After graduating from the New School’s master’s program three years later, he served in the 2008-2009 season at Florida Stage as part of the National New Play Network’s Emerging Playwright in Residence program. That program expired during the summer, but Tyrrell invited him to stay on another year as its Playwright in Residence.
It is a dream situation for someone whose peers work day jobs and write at night. ‘I don’t have to have another job. My job is to be a playwright. ‘Florida Stage has put a tremendous amount of artistic and financial support in me,’ he said.
In exchange, Tyrrell proposed Rosendorf write about Florida’s relationship to water.
But the commission in August of 2009 put Rosendorf in the unfamiliar position of having to start with a topic rather than starting with a conflict, characters or situation that had been gestating for a number of years. In earlier plays, he researched facts to fill a specific need for each play. Now, the visiting Yankee had to immerse himself in the fabric of Florida first, through books, interviews and road trips to the sites he was writing about. ‘The first thing I had to do was learn’ and then find my way into the play.’
In the 1920s, farmers wanted to use the submerged but fertile land in the eastern side of Lake Okeechobee. Using mud and muck dredged from the lake bottom, they built canals to drain water away and constructed a fragile dike to hold back the water. But the mud liquefied over time and dike was weak. In 1926, a hurricane, busted portions of the dike and the flood killed 400 people.
But no one would invest in a stronger dike and it was merely patched up. The first part of the play is set in 1928, just before the infamous second monster hurricane struck, ripping the dike apart and drowning 2,500 people. The fatal storm provides the set piece near the end of the first act. Then President Herbert Hoover pushed for the dikes that are still in place today.

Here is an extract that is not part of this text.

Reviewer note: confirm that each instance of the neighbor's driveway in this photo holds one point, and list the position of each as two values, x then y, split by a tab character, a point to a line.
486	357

Rosendorf labored not to drown the play in historical detail, but to weave it into a human drama. ‘The last thing I want to do is put two talking heads on stage,’ he said.
The playwriting has been a long process encompassing multiple drafts and revisions, punctuated with advice from at least three dramaturges and lessons learned from readings and workshops. The tweaking was never-ending. ‘Even in rehearsal, I added a scene to Act 2 that occurred offstage.’
Cane is the first entry in what the theater has envisioned as The Florida Cycle ‘ pieces commissioned or existing new works sought out over the coming years, collated into a body of theater celebrating the unique culture and history of Florida.
The idea is championed by Tyrrell, who came to the state as an actor in 1974 and has lived here ever since. As a New Yorker, ‘It gave me a really interesting and fairly broad view of where Florida was,’ he said.
Since then, ‘I’ve come to appreciate Florida for all its rich and diverse elements, its history from a Wild West kind of place to a place of reinvention and its international qualities being at the southeast end of the United States. Florida is a place of extremes, be it weather or personalities, the eccentricities, the kind of crimes that occur here.’
Cane certainly qualified, he said. ‘This is carved out of the muck.’
An obvious question is whether the play will interest theatergoers outside Florida. Rosendorf hopes any audience can relate to the human drama.
‘If I’ve done my job right, it’s a play that is universal but just happens to happen in Belle Glade.’
Florida Stage’s Cane opens Friday, runs through Nov. 28 at the Kravis Center’s Rinker Playhouse in West Palm Beach. 7:30 p.m. Wednesday-Sunday; 1:30 p.m. Wednesday, Saturday, Sunday. Tickets $47-50. More information at floridastage.org; 561-585-3433, 800-514-3837.